La Costa d'Avorio è il primo produttore mondiale di anacardi. Ma dopo che le autorità locali hanno decretato, lo scorso 25 marzo, un lockdown parziale dello stato africano e l'isolamento di Abidjan, la capitale nonché il più importante centro commerciale del paese, i produttori di anacardi sono in ginocchio. Se alcune misure sono state adottate per assicurare che le merci possano comunque circolare nel paese, le tre ore e mezza che separano Tiébissou, uno dei principali centri di produzione degli anacardi, da Abidjan e dal suo porto, si sono trasformate in un percorso di guerra, tra richieste di lasciapassare e corruzione.
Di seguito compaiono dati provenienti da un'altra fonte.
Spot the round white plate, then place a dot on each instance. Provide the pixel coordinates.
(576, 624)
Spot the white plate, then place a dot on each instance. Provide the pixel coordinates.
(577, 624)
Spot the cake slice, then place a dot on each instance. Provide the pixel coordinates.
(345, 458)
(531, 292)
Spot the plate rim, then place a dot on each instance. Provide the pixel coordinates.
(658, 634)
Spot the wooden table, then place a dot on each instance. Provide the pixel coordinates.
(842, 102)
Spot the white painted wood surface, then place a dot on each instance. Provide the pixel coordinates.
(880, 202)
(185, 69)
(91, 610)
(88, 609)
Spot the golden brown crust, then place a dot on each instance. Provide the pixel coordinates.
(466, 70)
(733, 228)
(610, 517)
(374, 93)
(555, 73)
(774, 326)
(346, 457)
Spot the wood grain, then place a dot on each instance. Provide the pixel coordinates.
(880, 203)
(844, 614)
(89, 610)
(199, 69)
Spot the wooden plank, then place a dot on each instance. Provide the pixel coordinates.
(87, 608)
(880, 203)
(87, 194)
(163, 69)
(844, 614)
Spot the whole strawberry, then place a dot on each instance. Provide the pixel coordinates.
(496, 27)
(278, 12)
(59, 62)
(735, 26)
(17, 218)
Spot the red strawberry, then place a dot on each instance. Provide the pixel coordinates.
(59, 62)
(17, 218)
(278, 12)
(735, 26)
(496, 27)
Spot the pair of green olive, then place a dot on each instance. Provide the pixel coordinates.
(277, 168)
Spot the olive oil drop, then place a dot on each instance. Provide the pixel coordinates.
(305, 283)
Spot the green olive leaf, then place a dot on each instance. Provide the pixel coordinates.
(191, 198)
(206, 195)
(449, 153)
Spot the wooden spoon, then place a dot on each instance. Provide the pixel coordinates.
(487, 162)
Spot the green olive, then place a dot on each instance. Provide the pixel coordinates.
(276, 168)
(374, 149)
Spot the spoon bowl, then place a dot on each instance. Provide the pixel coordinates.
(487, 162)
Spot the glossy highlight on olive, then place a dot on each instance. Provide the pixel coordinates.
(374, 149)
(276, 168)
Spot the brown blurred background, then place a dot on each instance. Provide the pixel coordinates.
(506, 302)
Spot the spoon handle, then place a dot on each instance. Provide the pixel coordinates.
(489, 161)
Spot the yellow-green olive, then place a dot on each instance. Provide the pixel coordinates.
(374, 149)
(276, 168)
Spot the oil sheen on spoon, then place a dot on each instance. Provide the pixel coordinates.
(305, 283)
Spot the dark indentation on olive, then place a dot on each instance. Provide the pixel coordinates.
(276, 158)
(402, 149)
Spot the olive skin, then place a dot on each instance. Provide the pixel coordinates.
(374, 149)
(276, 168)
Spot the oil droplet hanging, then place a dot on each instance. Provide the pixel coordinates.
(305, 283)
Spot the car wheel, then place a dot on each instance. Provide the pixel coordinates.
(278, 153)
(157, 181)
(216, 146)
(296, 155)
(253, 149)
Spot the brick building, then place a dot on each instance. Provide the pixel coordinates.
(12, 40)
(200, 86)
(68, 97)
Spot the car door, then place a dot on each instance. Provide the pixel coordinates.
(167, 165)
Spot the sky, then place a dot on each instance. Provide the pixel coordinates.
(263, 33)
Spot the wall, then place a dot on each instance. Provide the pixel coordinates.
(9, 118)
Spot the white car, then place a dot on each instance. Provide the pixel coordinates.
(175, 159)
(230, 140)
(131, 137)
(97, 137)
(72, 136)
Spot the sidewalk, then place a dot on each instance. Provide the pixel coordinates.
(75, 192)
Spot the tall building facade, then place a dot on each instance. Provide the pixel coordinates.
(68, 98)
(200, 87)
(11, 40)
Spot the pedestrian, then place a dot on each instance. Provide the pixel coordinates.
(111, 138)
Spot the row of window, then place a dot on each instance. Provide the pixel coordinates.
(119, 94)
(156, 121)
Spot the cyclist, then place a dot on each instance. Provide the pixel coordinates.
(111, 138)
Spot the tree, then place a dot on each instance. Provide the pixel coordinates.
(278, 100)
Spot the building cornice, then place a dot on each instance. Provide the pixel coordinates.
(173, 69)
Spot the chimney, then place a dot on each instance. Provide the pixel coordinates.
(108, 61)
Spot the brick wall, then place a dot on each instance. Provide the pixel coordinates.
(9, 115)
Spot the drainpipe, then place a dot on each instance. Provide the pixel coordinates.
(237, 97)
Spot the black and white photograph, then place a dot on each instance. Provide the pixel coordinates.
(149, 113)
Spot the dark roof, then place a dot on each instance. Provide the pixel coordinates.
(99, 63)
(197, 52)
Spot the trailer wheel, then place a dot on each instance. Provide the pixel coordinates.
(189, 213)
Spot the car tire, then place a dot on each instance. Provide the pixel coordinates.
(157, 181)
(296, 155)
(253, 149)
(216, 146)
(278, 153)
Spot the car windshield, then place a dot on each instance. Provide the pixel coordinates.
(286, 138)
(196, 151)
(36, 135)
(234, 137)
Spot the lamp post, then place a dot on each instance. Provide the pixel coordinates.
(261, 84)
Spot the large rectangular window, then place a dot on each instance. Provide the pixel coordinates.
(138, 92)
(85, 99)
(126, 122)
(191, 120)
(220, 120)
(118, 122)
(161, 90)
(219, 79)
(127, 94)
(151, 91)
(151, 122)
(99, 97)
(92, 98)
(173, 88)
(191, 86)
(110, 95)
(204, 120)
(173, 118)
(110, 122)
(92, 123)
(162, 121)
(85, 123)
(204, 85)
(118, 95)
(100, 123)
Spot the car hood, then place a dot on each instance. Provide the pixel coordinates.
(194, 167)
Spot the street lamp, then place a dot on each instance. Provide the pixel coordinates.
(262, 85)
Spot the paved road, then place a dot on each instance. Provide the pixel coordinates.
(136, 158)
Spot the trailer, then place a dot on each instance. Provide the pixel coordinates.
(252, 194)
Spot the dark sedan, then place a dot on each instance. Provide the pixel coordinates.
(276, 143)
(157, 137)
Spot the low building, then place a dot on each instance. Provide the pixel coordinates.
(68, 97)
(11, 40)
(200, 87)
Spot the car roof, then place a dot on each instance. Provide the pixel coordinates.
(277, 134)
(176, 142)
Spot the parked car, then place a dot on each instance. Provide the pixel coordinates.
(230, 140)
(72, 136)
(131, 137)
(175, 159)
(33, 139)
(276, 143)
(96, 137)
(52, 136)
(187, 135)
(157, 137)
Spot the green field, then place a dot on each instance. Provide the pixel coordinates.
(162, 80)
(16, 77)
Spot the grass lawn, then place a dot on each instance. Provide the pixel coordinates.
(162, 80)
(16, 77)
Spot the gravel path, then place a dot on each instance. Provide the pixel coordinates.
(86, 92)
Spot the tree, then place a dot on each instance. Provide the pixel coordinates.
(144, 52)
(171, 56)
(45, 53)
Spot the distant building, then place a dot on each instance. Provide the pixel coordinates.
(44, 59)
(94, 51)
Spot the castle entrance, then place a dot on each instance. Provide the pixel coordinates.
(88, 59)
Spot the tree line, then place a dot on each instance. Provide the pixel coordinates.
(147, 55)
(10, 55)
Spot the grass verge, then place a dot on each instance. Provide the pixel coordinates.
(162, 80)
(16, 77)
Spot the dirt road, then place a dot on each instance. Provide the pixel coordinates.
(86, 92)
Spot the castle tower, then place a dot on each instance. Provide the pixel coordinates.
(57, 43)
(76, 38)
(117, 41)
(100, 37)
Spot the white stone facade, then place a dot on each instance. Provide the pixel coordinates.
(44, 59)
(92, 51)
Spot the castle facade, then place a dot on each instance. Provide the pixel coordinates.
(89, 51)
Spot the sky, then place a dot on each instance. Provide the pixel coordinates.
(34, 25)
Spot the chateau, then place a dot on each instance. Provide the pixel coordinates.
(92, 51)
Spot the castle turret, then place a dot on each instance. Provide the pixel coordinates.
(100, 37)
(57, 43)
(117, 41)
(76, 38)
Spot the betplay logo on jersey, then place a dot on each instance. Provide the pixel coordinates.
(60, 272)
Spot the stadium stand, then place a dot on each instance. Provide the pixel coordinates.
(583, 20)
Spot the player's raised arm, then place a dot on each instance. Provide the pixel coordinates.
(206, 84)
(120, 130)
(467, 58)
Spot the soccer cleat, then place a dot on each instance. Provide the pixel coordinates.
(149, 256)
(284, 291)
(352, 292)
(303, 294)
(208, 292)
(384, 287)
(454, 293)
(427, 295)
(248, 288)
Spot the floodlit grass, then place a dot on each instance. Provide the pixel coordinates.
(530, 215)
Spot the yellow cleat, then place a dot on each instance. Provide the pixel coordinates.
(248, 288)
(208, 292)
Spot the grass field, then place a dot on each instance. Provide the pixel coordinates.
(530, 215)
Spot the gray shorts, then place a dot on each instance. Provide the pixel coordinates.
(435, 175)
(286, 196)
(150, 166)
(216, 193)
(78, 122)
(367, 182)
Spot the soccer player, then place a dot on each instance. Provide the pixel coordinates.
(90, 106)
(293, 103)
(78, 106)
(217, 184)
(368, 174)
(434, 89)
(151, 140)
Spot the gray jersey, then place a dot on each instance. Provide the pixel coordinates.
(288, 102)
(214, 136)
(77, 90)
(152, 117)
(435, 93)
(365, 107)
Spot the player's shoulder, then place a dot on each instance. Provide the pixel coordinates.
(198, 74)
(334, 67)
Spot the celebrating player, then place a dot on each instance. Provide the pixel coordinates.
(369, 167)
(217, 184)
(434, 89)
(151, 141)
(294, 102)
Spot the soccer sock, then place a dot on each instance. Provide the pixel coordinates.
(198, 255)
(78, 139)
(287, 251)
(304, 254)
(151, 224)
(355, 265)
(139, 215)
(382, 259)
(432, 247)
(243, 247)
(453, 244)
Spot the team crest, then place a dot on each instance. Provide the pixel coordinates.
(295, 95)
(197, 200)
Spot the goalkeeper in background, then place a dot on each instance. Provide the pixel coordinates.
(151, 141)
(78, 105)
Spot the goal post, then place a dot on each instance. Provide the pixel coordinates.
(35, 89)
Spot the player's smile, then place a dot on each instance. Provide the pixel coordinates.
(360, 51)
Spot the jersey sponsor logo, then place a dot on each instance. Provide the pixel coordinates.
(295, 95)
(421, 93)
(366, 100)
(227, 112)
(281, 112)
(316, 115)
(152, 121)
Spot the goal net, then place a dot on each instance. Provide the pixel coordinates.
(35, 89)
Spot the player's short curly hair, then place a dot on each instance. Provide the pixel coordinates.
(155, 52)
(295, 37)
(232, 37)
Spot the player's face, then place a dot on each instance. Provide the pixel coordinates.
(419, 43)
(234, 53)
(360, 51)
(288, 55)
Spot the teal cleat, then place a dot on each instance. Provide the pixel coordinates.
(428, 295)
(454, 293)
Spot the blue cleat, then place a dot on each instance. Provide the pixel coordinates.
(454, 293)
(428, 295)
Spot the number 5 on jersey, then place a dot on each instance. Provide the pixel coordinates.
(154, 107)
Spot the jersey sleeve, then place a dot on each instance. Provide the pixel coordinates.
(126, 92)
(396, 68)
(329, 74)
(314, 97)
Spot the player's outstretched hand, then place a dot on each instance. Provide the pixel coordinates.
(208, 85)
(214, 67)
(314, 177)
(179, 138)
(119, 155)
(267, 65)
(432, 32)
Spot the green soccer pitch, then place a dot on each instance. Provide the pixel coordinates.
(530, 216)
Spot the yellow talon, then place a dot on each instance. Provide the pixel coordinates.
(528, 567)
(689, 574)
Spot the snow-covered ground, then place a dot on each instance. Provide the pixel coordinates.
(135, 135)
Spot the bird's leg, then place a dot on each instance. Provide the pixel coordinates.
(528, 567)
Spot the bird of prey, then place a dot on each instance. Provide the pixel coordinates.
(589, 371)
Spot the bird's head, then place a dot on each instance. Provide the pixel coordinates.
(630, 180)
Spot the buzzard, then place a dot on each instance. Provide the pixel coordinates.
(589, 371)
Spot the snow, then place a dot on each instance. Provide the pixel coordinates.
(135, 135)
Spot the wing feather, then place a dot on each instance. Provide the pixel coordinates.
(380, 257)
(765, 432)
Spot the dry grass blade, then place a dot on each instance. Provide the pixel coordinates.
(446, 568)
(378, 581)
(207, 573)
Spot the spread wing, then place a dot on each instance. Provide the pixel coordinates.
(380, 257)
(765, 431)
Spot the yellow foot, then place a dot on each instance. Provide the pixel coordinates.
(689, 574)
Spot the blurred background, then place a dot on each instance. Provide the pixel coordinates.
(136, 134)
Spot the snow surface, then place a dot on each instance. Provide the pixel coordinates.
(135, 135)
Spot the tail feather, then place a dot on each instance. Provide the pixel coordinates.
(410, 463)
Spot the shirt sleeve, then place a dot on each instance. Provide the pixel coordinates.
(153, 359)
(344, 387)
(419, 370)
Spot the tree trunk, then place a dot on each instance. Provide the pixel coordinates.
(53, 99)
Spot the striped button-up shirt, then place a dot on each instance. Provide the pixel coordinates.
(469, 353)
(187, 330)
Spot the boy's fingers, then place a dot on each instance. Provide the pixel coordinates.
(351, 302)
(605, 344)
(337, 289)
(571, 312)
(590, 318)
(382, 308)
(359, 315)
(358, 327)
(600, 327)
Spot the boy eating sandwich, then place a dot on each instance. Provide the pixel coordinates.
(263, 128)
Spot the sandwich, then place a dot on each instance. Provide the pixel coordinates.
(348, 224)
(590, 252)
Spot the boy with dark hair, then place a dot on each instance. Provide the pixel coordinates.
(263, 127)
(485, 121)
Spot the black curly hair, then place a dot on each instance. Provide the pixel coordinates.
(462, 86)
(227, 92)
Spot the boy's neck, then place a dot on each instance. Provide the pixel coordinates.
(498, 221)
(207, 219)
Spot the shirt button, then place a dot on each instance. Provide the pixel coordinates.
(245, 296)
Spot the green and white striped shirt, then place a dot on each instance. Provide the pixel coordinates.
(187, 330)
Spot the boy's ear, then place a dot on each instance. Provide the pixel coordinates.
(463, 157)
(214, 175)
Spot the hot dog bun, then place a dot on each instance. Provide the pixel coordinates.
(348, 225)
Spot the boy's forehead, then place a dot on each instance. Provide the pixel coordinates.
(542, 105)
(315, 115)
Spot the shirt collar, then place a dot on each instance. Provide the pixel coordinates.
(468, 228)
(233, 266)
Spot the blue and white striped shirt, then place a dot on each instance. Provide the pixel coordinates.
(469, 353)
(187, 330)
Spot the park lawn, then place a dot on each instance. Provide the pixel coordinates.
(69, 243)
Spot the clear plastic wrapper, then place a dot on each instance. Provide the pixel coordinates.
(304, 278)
COSTA D AVORIO - PIANTAGIONE DI ANACARDI
Oltretutto, come spiega il responsabile di una cooperativa locale al quotidiano Le Figaro, «gli anacardi non sono considerati un bene di prima necessità, è difficile passare». La Costa d'Avorio trasforma soltanto il 10% della sua produzione di anacardi. Il resto è inviato all'estero. Ma con la chiusura delle frontiere e a causa delle misure di quarantena adottate dai principali importatori (Cina, India e Vietnam, che trasformano le noci prima di immetterle sul mercato mondiale) le fabbriche locali che si occupano della sbucciatura sono ferme, mentre gli ordini sono sospesi e i container hanno smesso di prendere il largo.
Dall'inizio della pandemia il porto di Abidjan, che assicura il 90% delle esportazioni, registra un calo di attività nell'ordine del 15% rispetto a un anno fa e tutta la filiera degli anacardi è sotto pressione. Gli scambi con l'Asia sono timidamente ripresi nelle ultime settimane, ma le difficoltà continuano e ci sono grossi problemi di liquidità.
Le difficoltà si ripercuotono direttamente sui prezzi: ufficialmente la quotazione degli anacardi fissata dallo stato ivoriano si attesta a 484 franchi Cfa (75 centesimi di euro) al chilo al porto e a 400 franchi al chilo pagati al produttore. Ma al porto, lamenta un produttore, «danno 300: così o niente».
Per lui la crisi del Covid è soltanto un pretesto. «Ci dicono che è colpa della pandemia, ma sono tre anni che ci battiamo per vendere al giusto prezzo», racconta a Le Figaro. Se, dal 2016, la produzione è in netto aumento (900 mila tonnellate, ossia il 20% della produzione mondiale), con un forte incremento della domanda in Europa e negli Stati Uniti, i prezzi sono crollati, dopo una fiammata tra il 2015 e il 2017.
Dal canto loro, le autorità ivoriane hanno annunciato di aver sbloccato 150 miliardi di franchi Cfa (pari a 230 milioni di euro) per sostenere le colture agricole di esportazione, di cui 35 miliardi destinati agli anacardi. Ma coltivatori e cooperative non hanno ancora visto un solo centesimo. A questo si aggiunge una tassazione importante (110 franchi Cfa su ogni chilogrammo venduto) che penalizza i produttori locali rispetto ai vicini ghanesi. L'idea alla base di questo prelievo è quella di poter iniettare i fondi nello sviluppo di impianti di trasformazione locali. Con l'obiettivo di rendere la Costa d'Avorio meno dipendente dalle catene internazionali di trasformazione, rese vulnerabili dal lockdown mondiale.